Certaines organisations humanitaires présentes sur place ont cependant un point de vue plus nuancé que celui du procureur. Le Soudan a ratifié en 2006 (et respecte un peu mieux depuis)  les Protocoles additionnels aux Conventions de Genève qui protègent les civils contre les effets des hostilités (ce que les Etats-Unis entre autres n’ont pas fait).

Le mandat d’arrêt, le premier contre un chef d’Etat en exercice, a été salué comme une grande victoire contre l’impunité par des organisations telles que la FIDH ou Amnesty international, opposées à toute interruption de la procédure même pour favoriser  le retour à la paix : l’idée est qu’il n’y a pas de vraie paix sans justice, nécessaire aussi pour éviter de nouveaux drames. 13 organisations humanitaires  ont été expulsées à la suite du mandat d’arrêt, certaines ont pu revenir depuis.

Les chefs d’Etat de pays africains et arabes, y compris ceux d’Etats parties à la Cour (ce qui les oblige en principe à coopérer,) ont déclaré qu’ils n’appliqueraient pas ce mandat. Sont-ils un « syndicat du crime » selon une expression citée par Simon Foreman, président de la Coalition française pour la CPI ? Ils soulignent d’abord qu’il s’agit d’une justice sélective.

Le Conseil de sécurité n’a pas saisi la Cour  pour les crimes occidentaux ou israéliens et le procureur, qui aurait pu proposer des mandats d’arrêt contre les dirigeants US et britanniques (la Grande-Bretagne et l’Afghanistan étant Etats parties) a refusé pour l’Irak et « étudie le dossier »  pour l’Afghanistan. Il n’a pas fermé la porte  pour Gaza, mais il est trop tôt pour savoir ce qu’il fera  et si les dirigeants, et non quelques exécutants, seront poursuivis. Une autre question est celle de l’immunité des chefs d’Etat, souvent considérée comme partie du « droit coutumier » mais exclue par le Statut de la CPI.

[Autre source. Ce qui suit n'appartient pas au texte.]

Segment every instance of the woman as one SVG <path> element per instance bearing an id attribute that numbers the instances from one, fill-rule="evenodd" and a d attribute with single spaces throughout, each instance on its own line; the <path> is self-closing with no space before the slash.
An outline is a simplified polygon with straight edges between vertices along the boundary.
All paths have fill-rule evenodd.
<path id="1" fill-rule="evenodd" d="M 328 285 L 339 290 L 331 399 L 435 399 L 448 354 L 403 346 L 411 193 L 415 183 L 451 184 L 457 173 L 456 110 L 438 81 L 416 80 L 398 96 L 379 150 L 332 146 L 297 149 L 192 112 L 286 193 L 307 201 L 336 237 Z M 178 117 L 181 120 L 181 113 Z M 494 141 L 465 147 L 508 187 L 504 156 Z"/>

La  Cour internationale de justice  a estimé que chefs d’Etat et ministres des affaires étrangères ne peuvent être poursuivis que dans leur propre  pays ou devant un  tribunal international : ce pourrait être le cas de la CPI, bien que seuls 110 pays y aient adhéré, si elle agit sur demande du Conseil de sécurité. Un malaise subsiste cependant : ce dernier  n’est pas neutre et les pays occidentaux ont une vision bien particulière des immunités, comme on l’a vu en France dans le cas Rumsfeld.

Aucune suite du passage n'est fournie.